Director Foster further testified that vehicle maintenance employees work at Vehicle Maintenance Facilities (VMF and maintain the entire postal fleet of approximately 232,602 vehicles.
The majority of VMF employees are automotive technicians found on levels 8, 9, and 10 of the pay scale. They perform routine and complex repairs and maintenance on all types of motor vehicles used in the postal fleet, from tractor trailers to sedans. Because they repair, maintain, and test drive tractors and large cargo trucks, many of our automotive technicians maintain CDLs with air brake endorsement. VMF technicians are supported by a range of employees, from Mechanics, Garagemen, Body and Fender Repairmen, Tire Repairmen and their own clerical employees.
Following Director Foster’s presentation and testimony, he introduced ten MVS members who traveled from around the country to Washington, DC to testify in the proceedings. They are Motor Vehicle Operators, Tractor Trailer Operators, Lead and Automotive Technicians and Storekeepers.
Both TTOs and MVOs gave testimony explaining that they are more than just delivery van drivers, and that they perform a wide variety of work with vast responsibilities. Much of their work is performed with little to no supervision at all, trusted to make daily decisions that ordinary delivery drivers rarely do.
In addition, our Postal Vehicle Service (PVS) drivers testified that besides safety, one of their main concerns is the Postal Service and its customers as they transport a significant amount of mail and revenue in the back of their trucks. As previous PVS panels have done, they left the Interest Arbitration Panel with a clear sense of the value PVS is to the Postal Service and the communities it serves.
Following the PVS panel, Director Foster introduced panelists from the Vehicle Maintenance Facilities. VMF employees testified that they work with vehicles of all makes and models. Their work is so diverse that one day they might be working on the transmission of a Ford and the next day the engine of Dodge Ram. Additionally, much of the postal fleet is so old that replacement parts are often difficult to find, making the work that much more challenging.
Without the testimony of our APWU panelist members, the Postal Service would paint a picture less favorable to the union’s position.
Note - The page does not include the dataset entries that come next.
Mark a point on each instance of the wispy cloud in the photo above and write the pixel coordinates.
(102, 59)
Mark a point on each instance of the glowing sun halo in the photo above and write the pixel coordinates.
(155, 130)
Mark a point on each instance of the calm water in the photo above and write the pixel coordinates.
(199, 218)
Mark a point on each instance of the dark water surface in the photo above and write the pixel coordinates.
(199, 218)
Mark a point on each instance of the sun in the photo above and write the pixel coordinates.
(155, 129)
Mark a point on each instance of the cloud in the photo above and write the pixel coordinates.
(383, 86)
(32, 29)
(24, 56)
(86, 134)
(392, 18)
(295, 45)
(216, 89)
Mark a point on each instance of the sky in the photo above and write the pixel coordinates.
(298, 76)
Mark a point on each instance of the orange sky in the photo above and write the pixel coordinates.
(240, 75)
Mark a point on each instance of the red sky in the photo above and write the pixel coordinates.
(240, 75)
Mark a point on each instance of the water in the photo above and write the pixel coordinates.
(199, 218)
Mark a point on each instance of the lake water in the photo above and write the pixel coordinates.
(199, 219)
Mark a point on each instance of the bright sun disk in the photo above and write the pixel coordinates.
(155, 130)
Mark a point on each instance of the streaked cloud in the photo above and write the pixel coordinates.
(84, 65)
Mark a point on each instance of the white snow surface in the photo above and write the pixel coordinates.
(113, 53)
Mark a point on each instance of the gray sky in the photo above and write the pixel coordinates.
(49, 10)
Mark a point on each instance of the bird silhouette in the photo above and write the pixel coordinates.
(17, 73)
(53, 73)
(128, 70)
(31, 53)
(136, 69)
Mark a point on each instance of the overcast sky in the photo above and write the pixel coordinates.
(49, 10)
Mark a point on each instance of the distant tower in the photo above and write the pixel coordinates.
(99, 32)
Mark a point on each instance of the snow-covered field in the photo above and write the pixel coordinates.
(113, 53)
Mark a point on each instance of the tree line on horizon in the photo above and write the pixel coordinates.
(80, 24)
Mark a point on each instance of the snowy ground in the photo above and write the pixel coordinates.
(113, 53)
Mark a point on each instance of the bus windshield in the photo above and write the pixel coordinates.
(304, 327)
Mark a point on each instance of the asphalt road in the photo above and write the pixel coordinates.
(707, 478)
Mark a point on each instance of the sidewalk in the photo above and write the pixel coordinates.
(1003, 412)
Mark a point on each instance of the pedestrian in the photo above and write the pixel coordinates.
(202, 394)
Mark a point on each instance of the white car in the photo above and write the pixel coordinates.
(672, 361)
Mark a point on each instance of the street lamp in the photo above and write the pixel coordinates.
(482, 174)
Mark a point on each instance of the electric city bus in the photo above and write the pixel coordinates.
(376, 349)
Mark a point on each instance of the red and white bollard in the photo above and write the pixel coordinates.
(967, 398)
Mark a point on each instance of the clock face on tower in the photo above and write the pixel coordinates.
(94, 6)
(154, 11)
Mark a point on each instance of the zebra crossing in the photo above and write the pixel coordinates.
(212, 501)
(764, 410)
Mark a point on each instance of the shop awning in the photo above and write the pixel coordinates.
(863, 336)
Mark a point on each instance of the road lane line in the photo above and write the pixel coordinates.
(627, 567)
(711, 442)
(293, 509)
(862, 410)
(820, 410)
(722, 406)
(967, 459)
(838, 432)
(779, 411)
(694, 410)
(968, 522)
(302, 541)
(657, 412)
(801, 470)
There is no question, after hearing testimony from Postal Service’s Chief Operating Officer, that the Postal Service would prefer to portray the Motor Vehicle Craft as nothing more than delivery drivers and Jiffy Lube oil-changers.
There is no question that the diversity and professionalism of the MVS Craft members represents a bargain to the Postal Service as the Motor Vehicle Service Craft is the essential link that ties mail processing and customer service together.
The MVS Division officers would like to commend the Motor Vehicle Service Craft panelists for their presentation and willingness to assist our craft in the integral process of interest arbitration.
Many thanks to those who testified: Tiwanna Rogers, Michael Nazzaro, Auvelio Connor, Christina Smith, William Santiago, Michael McDonald, Luis Fabila, Mervin Gooch, Wade Jackson, and Leo Wesolowski.